In the process of conversion of protoplasm into the several tissues, there takes place a differentiation of form and structure (i.e., a morphological differentiation), and of composition (i.e., a chemical differentiation), as the result of which a physiological differentiation is occasioned, whereby tissues and organs are adapted to the performance of special functions. Hence arise the several forms of tissue which occur in the human body and in the higher animals. Many of the tissues consist exclusively of cells which present in different parts of the body characteristic modifications in external configuration, in composition, and in properties, as may be seen in the fatty tissue, pigmentary tissue, and epithelium.
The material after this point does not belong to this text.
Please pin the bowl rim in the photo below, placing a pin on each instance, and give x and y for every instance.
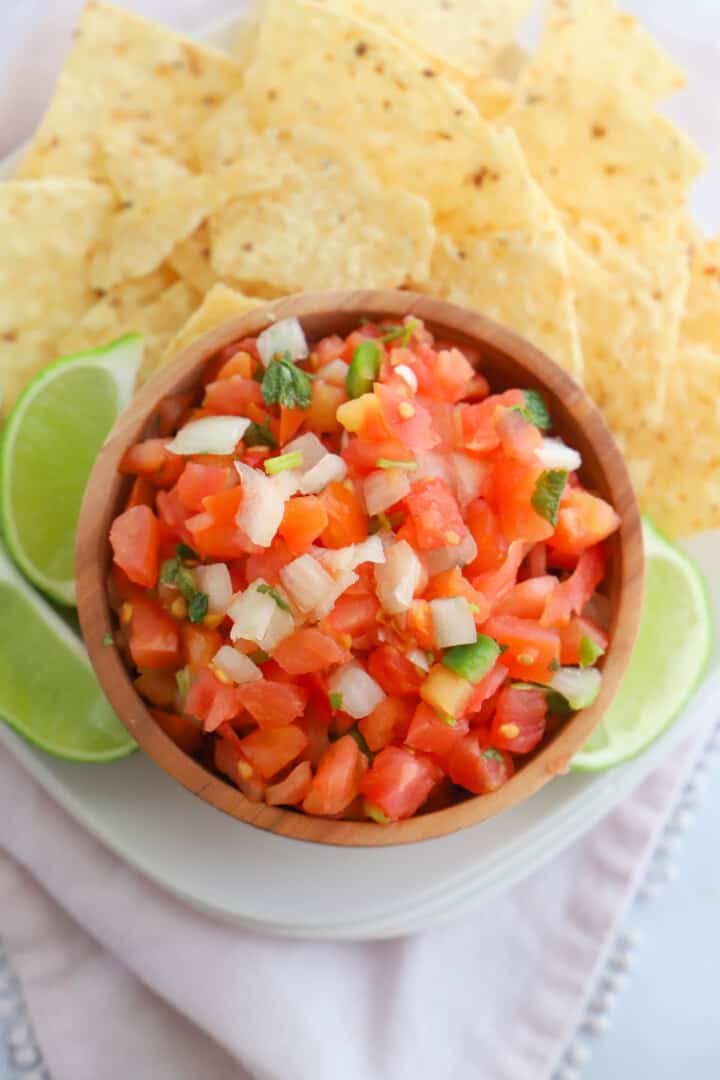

Other tissues, again, consist partly of cells, and partly of an intermediate material which separates the constituent cells from each other. here also the cells present various modifications; and the intermediate material, termed the matrix or intercellular substance, varies in structure, in composition, and in properties in the different textures, as is seen in the connective, cartilaginous, osseous and muscular tissues It is not an easy matter to devise a classification of the tissues, based on their structural characters, which shall be in all respects logically perfect ; but a convenient basis of arrangement for descriptive purposes may be found by dividing them into those which consist - lst, of cells suspended in fluids ; 2d, of cells placed cn free surfaces ; 3d, of cells imbedded in solid tissues.